A few months ago, I wrote an entry on the curious and powerful connection between scent and memory.

Well, that connection's been at it again. I stopped by the Logan Circle Whole Foods this afternoon to pick up some fancy cheese. I was on the way home from campus, where I have beenm assembling readings for my syllabus, particularly for a day on using concrete language when writing about food. So I had in my mind, for example, an article on the aroma wheel for describing wines, a very famous short snippet of Proust, and some Jeffrey Steingarten on why ripe fruit tastes better, and why it's harder and harder to find.

And so I was particularly attuned to scent as I stepped into the whole foods elevator, and inhaled that heady, but somehow thin blend of wood-fired pizza crust, peat-and-water infused vegetables, expensive rennets and just a hint of institutional cleaning fluids.

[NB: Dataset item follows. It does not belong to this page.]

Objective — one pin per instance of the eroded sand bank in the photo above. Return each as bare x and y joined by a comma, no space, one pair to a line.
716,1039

I am transported to 1996. I am working at Thyme Square Cafe, a new creation then, featuring organic foods, fresh juices, and a trendy decor. Laura Chenel goat cheeses were famous, but just hitting menus en masse. Here it was featured on the whole-wheat-crusted Get Shorty Pizza (does that date it?), and I was a burgeoning foodie.

I reasoned, as I was just about to start grad school, that if it was a restaurant I wanted to eat at, it must be a good restaurant to work for, and for a short, strange summer, it was.

Here I found my still-favorite white wine (Caymus Conundrum, a white table wine whose best years seem to have been in the mid-'90s until a delicious 2002 vintage hit shelves), I learned the virtues of really good balsamic vinegar, and began to form an impression that salmon was hardly the end-all-be-all of seafood.

I learned that whole grain can mean a variety of things to a variety of people, and I learned fancy ingredients can taste just as bad as cheap ingredients when not prepared with a certain modicum of affection.

And I learned how to be among a group of people and not be of that group of people, but that's another story entirely.